Qu’attendre d’un sorgho fourrager au pâturage en été ?
Les sorghos multicoupes font partie des alternatives pour résister aux épisodes de sécheresse estivale, mais une vigilance particulière doit être portée à la hauteur dans les parcelles de pâturage afin de limiter à la fois les risques de toxicité et les refus.
Testées par Arvalis sur douze sites expérimentaux, quatre variétés de sorgho multicoupe démontrent leur résistance aux épisodes de sécheresse estivale : Sudan grass, Sudan x Sudan BMR (1), Sudan x Bicolore et Sudan x Bicolore BMR. « Les rendements en 2022 étaient similaires à ceux de 2021, soit entre 8 et 10,5 tonnes de matière sèche (tMS) par hectare et autour de 1 tonne de MAT produite sur l’année (deux fauches) selon les variétés », illustre Carole Gigot, ingénieure fourrages à Arvalis lors d’une visite d’essai le 18 juillet. Les sorghos avaient été implantés sur la deuxième quinzaine de mai.
10 à 15 % de MAT avant épiaison
Comme pour les graminées prairiales, l’avancement du stade de végétation dégrade la valeur nutritionnelle des sorghos. Ils contiennent 15 à 16 % de MAT et 0,9 UFL/kgMS à épis 10 cm au-dessus du plateau de tallage, « ce qui convient pour des animaux à forts besoins. Cependant, à ce stade, le rendement est encore faible, le pâturage est le mode d’exploitation le plus indiqué si la hauteur de la plante est supérieure à 60 cm », précise Carole Gigot. Au stade dernière feuille étalée, la MAT se réduit autour de 10 %. « À ce stade, la récolte en ensilage devient intéressante si le pâturage par des animaux aux besoins modérés n’est pas possible. » Au-delà du 5-10 août, l’épiaison et la floraison font passer la teneur en MAT en dessous des 10 %.
90 jours de pâturage
En 2023, des lots de génisses ont pâturé des cultures estivales de sorghos multicoupes de deux types : Sudan x Sudan Piper et Sudan x Bicolore non BMR Lurabo à un chargement de 32 ares par UGB. Ces variétés ont chacune permis trois cycles de pâturage sur 90 jours du 28 juin au 16 septembre, pour des croissances de 745 et 685 grammes par jour respectivement. « Cet écart peut s’expliquer tant par une variation individuelle des performances des génisses que par un rapport tige/feuille plus important du sorgho Lurabo », relativise Éric Moreau, technicien d’expérimentation sur la ferme expérimentale des Bordes, en Indre, où l’essai est réalisé.

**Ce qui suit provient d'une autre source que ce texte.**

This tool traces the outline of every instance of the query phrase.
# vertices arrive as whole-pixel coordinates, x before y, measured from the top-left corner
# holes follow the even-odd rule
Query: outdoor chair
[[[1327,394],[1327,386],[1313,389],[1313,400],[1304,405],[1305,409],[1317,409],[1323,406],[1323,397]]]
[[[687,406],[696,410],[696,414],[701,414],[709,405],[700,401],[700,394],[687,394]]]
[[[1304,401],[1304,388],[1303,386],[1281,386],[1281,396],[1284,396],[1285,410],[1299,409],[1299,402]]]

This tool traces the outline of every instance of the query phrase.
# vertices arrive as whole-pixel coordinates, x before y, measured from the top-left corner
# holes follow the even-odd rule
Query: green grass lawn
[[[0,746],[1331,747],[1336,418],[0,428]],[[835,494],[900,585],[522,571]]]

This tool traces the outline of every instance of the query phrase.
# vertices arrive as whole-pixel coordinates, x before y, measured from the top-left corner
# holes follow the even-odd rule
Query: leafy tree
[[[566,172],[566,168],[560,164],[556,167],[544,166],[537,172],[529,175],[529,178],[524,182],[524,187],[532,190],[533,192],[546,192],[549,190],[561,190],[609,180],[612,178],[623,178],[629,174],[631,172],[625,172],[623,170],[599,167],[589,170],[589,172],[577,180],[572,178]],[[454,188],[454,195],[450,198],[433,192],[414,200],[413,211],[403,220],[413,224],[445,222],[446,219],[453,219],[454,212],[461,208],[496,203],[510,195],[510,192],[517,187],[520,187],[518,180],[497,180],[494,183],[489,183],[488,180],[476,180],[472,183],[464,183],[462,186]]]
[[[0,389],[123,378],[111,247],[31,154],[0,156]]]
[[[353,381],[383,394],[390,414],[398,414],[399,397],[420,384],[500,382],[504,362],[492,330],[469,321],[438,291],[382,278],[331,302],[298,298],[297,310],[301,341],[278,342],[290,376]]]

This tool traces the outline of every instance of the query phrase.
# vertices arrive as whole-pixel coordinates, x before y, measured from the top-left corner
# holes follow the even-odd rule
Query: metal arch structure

La hauteur idéale en entrée de pâturage des génisses s’est révélée entre 60 et 140 centimètres. À partir de 160-180 centimètres, les génisses ont privilégié la consommation des feuilles et des repousses, laissant des refus allant jusqu’à 50 % de la biomasse.
Tourner rapidement pour limiter les refus
« Trois semaines suffisent pour qu’un sorgho de hauteur pâturable atteigne 2 mètres. Comme ces plantes se développent très rapidement, le chargement doit permettre de changer rapidement de parcelle afin de limiter les refus », précise Éric Moreau. La ferme expérimentale des Bordes a d’ailleurs passé le chargement à 24 ares par UGB pour les essais en cours en 2024. « Débrayer la moitié des parcelles permettrait d’arriver en deuxième cycle sur des parcelles à 1,10 mètre de hauteur de manière régulière, poursuit l’expert. Dans ce cas, la fauche réalisée au premier cycle risque néanmoins d’être plus humide, autour de 15-20 % de MS contre les 30 % visés pour un ensilage de bonne qualité. »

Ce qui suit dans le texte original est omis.